대충 이거만 가지고 적합해도 충분히 정확할것 같은데

X,y 데이터를 굳이 모두 GPU에 넘겨야 하는가?

- 데이터셋을 짝홀로 나누어서 번갈아가면서 GPU에 올렸다 내렸다하면 안되나?

- 아래의 알고리즘을 생각해보자. 1. 데이터를 반으로 나눈다. 2. 짝수obs의 x,y 그리고 net의 모든 파라메터를 GPU에 올린다. 3. yhat, loss, grad, update 수행 4. 짝수obs의 x,y를 GPU메모리에서 내린다. 그리고 홀수obs의 x,y를 GPU메모리에 올린다. 5. yhat, loss, grad, update 수행 6. 홀수obs의 x,y를 GPU메모리에서 내린다. 그리고 짝수obs의 x,y를 GPU메모리에 올린다. 7. 반복

(서연 필기) 전체 다 올리면 경사하강법 부분적으로 올리면 확률적 경사하강법

경사하강법, 확률적경사하강법, 미니배치 경사하강법

10개의 샘플이 있다고 가정. \(\{(x_i,y_i)\}_{i=1}^{10}\)

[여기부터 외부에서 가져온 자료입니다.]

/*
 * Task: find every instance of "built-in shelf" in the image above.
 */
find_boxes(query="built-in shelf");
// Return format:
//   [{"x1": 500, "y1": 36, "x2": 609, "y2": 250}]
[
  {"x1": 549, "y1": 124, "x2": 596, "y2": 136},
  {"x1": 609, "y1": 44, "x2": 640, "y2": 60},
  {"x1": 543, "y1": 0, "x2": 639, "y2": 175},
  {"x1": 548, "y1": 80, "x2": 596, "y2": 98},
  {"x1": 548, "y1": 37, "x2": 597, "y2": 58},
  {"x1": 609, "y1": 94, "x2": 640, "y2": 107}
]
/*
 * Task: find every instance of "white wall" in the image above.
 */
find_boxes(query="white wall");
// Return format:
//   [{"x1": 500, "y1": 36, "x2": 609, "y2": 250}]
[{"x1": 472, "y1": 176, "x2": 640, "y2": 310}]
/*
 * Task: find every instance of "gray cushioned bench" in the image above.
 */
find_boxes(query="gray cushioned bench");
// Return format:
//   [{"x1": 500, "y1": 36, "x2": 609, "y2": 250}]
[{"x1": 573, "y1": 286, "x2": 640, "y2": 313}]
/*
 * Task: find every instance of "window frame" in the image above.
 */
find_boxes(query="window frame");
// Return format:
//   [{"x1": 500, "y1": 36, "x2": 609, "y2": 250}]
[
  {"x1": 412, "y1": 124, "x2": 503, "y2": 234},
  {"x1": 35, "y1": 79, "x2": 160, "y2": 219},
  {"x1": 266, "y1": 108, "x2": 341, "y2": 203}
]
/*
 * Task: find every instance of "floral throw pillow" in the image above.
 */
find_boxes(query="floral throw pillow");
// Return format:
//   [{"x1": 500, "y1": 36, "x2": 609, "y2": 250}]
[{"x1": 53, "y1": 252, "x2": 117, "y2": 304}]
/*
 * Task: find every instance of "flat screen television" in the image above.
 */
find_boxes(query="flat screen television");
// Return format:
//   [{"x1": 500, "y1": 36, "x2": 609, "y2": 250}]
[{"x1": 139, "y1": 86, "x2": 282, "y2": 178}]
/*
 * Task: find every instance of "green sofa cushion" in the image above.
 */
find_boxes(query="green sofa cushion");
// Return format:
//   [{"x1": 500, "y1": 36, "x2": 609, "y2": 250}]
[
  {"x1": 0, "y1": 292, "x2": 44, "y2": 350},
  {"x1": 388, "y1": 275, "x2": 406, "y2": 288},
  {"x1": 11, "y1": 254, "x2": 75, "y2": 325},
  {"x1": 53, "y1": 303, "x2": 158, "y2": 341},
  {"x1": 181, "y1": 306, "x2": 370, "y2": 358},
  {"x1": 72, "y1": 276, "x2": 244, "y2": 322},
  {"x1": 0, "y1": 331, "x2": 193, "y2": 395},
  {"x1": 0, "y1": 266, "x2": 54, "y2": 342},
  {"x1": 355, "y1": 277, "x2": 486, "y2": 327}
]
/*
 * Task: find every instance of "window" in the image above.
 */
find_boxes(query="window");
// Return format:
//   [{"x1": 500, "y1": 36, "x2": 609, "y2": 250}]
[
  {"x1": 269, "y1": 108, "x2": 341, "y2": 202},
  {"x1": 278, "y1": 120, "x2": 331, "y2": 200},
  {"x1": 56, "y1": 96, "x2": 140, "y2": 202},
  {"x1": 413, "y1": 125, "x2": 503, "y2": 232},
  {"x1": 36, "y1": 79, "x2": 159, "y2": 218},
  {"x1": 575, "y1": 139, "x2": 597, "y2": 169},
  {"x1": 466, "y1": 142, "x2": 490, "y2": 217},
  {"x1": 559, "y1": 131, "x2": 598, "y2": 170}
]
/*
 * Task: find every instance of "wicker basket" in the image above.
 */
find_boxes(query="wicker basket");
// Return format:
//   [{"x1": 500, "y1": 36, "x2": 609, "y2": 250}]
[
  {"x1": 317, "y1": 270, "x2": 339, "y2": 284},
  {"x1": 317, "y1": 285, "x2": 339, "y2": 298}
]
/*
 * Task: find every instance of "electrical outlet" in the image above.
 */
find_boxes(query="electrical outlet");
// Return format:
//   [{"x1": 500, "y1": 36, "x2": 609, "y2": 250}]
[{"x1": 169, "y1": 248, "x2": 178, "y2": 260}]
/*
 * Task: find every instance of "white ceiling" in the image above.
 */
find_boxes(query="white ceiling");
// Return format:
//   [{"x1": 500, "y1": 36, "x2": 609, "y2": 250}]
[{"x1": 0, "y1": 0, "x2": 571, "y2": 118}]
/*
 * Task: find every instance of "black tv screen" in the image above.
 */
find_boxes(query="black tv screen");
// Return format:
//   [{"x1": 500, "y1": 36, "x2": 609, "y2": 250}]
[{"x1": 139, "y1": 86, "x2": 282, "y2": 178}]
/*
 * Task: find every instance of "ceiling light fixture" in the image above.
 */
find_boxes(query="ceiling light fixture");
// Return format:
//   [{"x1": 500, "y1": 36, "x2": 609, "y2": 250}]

- ver1: 모든 샘플을 이용하여 slope 계산

(epoch1) \(loss=\sum_{i=1}^{10}(y_i-\beta_0-\beta_1x_i)^2 \to slope \to update\)

(epoch2) \(loss=\sum_{i=1}^{10}(y_i-\beta_0-\beta_1x_i)^2 \to slope \to update\)

…

- ver2: 하나의 샘플만을 이용하여 slope 계산

(epoch1) - \(loss=(y_1-\beta_0-\beta_1x_1)^2 \to slope \to update\) - \(loss=(y_2-\beta_0-\beta_1x_2)^2 \to slope \to update\) - … - \(loss=(y_{10}-\beta_0-\beta_1x_{10})^2 \to slope \to update\)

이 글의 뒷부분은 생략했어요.